Agents growing popularity is no surprise
Rob Torres, Google’s travel industry director, is not surprised that many travelers are returning to travel agents.
“It doesn’t surprise me because I think what is happening is more people are looking for service again, especially for complicated purchases. It’s very tough to actually transact complicated travel purchases online,” Mr Torres told Travel Trade.
His background includes a stint as vice president of strategic hotel partnerships at Expedia.
In an exclusive interview with Travel Trade, Torres pointed out that all travel agents, whether originally offline or online, need to combine the best of both worlds.
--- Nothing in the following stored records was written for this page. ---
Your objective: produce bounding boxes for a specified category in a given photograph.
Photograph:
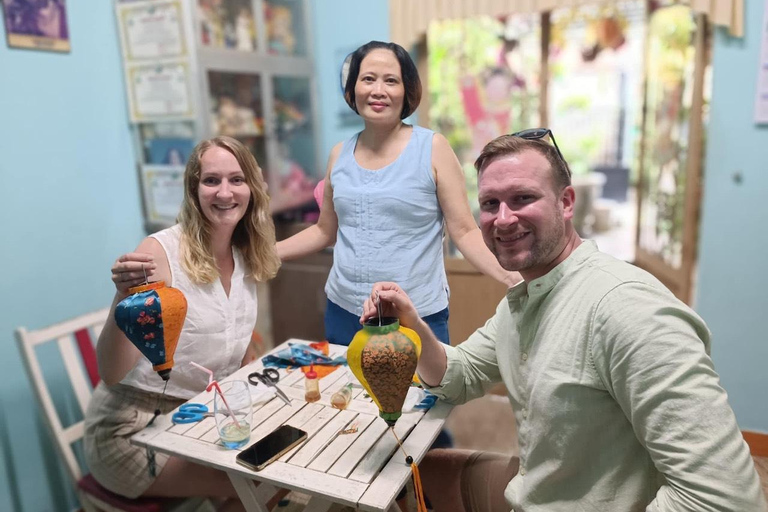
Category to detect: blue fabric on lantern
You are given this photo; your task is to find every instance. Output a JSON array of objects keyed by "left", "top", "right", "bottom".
[{"left": 115, "top": 290, "right": 166, "bottom": 366}]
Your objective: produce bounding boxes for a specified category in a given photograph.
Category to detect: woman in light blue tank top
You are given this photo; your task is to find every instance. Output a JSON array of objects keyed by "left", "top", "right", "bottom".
[{"left": 277, "top": 41, "right": 520, "bottom": 345}]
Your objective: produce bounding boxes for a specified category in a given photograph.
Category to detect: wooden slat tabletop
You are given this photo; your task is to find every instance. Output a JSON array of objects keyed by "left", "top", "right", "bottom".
[{"left": 132, "top": 339, "right": 451, "bottom": 511}]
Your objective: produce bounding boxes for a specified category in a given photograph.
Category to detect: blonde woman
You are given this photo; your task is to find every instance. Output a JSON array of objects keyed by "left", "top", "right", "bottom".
[{"left": 85, "top": 137, "right": 280, "bottom": 506}]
“It’s not one or the other anymore. Five, six years ago everyone thought it’s the death of the brick-and-mortar agent, but I think we’ve found that’s not the case,” he said. He added:
“There’s a certain group of shoppers that want to transact online and then there’s still a certain group that doesn’t.”
The travel agencies that survived the lean years are here to stay, he added. But many of those agencies “have also now built an online presence because they know that people go back and forth” from online to offline and back. Travel agents need to take advantage of both.
Those that haven’t yet built an online presence need to add it, he said.
“If they can somehow build some sort of online presence, even if it doesn’t have booking capability, but is driving customers to their storefronts or their call centers, they’re going to have a better advantage and better chance at acquiring customers than they may have had,” said Mr Torres.